When this research had its first "eureka" moment there was a lot of peer review, additional vetting and sanity checking that followed. As in any science, this process consumed years. Daily life was all about things like sample size, robustness, replicability, parsimony, falsifiability, correlation coefficients, out-of-sample validation, etc. You get the picture. This turned out to be the first kind of skepticism. It asks "do the models really work?" This kind of skepticism is healthy and should be insisted on. It's good.

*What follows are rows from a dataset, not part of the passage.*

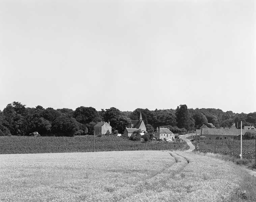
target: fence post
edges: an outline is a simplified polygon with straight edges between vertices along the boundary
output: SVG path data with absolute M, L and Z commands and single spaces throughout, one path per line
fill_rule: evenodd
M 234 161 L 235 161 L 235 137 L 233 137 L 233 159 Z

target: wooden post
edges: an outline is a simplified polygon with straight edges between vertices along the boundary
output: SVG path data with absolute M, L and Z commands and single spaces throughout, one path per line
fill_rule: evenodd
M 240 153 L 240 158 L 242 159 L 242 121 L 241 121 L 241 153 Z
M 233 159 L 234 161 L 235 161 L 235 137 L 233 137 Z
M 93 152 L 95 152 L 95 131 L 93 131 Z

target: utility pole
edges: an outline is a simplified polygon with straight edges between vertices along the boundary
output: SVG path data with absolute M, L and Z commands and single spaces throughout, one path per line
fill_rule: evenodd
M 241 152 L 240 153 L 240 159 L 242 159 L 242 121 L 241 121 Z
M 93 152 L 95 152 L 95 131 L 93 131 Z

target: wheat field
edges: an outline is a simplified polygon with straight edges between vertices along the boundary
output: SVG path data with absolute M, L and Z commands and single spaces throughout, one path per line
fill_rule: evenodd
M 182 152 L 0 155 L 0 201 L 222 201 L 237 168 Z

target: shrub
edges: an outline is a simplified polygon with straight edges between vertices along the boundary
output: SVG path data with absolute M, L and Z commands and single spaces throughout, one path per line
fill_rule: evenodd
M 247 159 L 239 159 L 235 161 L 236 163 L 238 165 L 244 165 L 250 162 L 250 160 Z
M 254 139 L 256 136 L 256 133 L 252 130 L 252 131 L 247 131 L 245 133 L 245 137 L 248 139 Z
M 106 133 L 105 133 L 105 135 L 110 135 L 110 132 L 109 132 L 109 130 L 108 130 L 107 131 L 107 132 Z
M 148 133 L 146 133 L 143 136 L 143 139 L 144 141 L 147 142 L 150 139 L 150 136 Z
M 141 132 L 141 131 L 139 129 L 138 130 L 135 131 L 130 136 L 129 139 L 131 140 L 136 141 L 140 140 L 141 137 L 141 135 L 140 134 Z

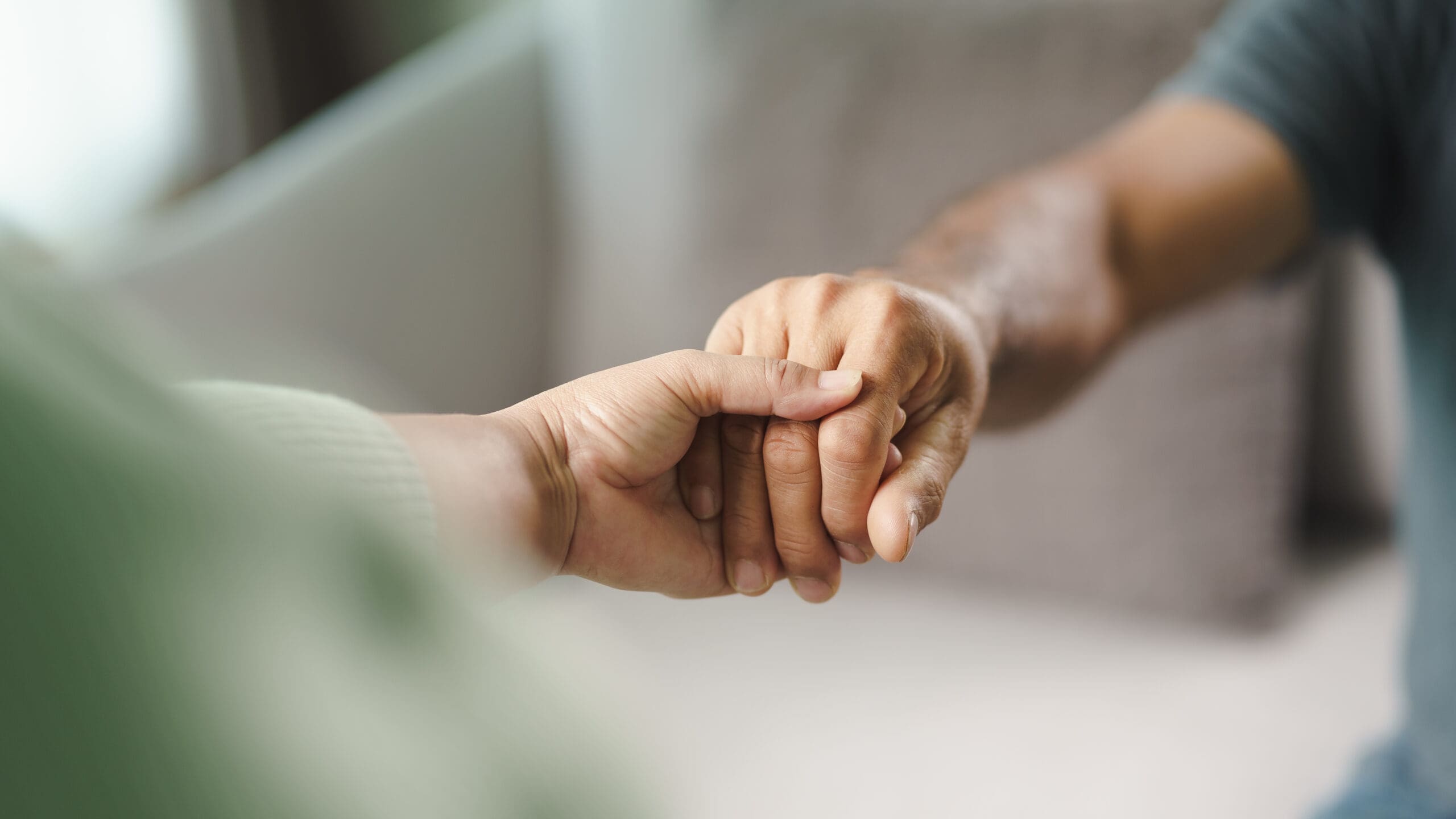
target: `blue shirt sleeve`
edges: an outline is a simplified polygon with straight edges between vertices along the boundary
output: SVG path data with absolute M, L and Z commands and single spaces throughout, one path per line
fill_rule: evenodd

The second kind of skepticism looks the same on the surface, but is quite different underneath. This second skepticism isn't worried about any risk that the models don't work. Rather, it worries that the models actually do work. It's fear about the social and moral implications of a world where business can be accurately predicted using algorithms. For example, entrepreneurs with this fear may be worried their flashes of genius won't be grasped by "Hal." Managers and investors can have a different fear. They may feel threatened, much as the old-time baseball scouts hated algorithms in Moneyball. These fears are reasonable and we owe it to ourselves to not dismiss them. I sincerely hope and believe our algorithms are good for the world, but it's important to have a dialogue about the social and moral implications of any new technology that could change things in a big way. In the case of Moneyball, the old scouts didn't lose their jobs. In fact, today there are more scouts than ever and they've learned to combine algorithms with their own knowledge to become even better at their jobs.

It really helped me to realize there are two main kinds of skepticism when people first hear about our work. Both kinds are fair and bring their own value. Of course, there are some people who can't be convinced of anything, no matter how much proof you offer. There will always be unreasonable people. Yet most of us are reasonable, even if we're a bit skeptical, and that’s a great way for a healthy conversation to begin.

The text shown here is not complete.